Yeni reform paketinde, uzun süredir tartışma konusu olan “iyi hal indirimi” de masaya yatırıldı. Kadına ve çocuğa karşı işlenen şiddet suçlarında, failin ilk duruşmada serbest bırakılmasının önüne geçilecek. Ayrıca, taksirle ölüme sebep olan suçluların denetimli serbestlikten faydalanmasına olanak tanıyan mevcut düzenlemeler de değiştirilecek. Adalet Bakanlığı, toplum vicdanını yaralayan bu tarz kararların önüne geçilmesi için gerekli adımları atıyor.
HABER YORUM
“Yeni Yargı Reformundan Çok Büyük Beklentimiz Yok”

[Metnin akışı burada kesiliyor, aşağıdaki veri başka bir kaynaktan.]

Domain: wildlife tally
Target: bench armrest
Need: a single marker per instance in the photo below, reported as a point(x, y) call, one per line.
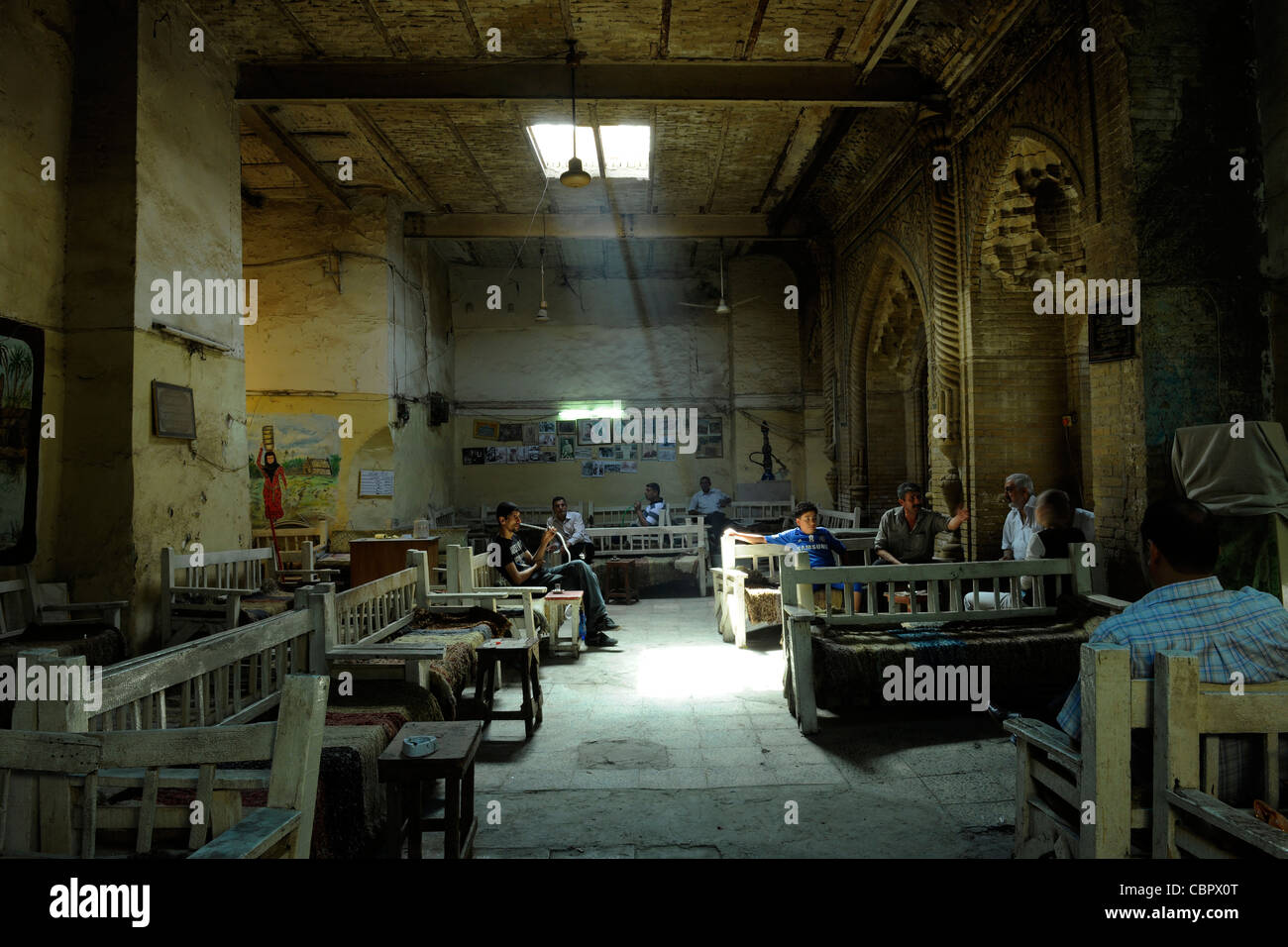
point(1046, 737)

Dünyada bütün kanun ve nizamlar, o toplumun kültür ve âdetlerinden yararlanılarak düzenlenir…
Ama şu anda yürürlükte olan kanunlar, 100 yıl öce Medeni olacağız diye, bundan 15 yıl kadar öncede AB’ye gireceğiz diye yenilenip frekanslar Batı’ya göre ayarlandığı için, bu konuda kargaşa yaşanmaktadır.
Hukukta “cezaların yaptırım gücü olması” temel kaidedir. Ama anlaşılan o ki şu anda ki kanunların yaptırım gücü olmaması sebebiyle, suçlar çoğalmasına rağmen suşlular elini kolunu sallayarak aramızda dolaşmaktadır.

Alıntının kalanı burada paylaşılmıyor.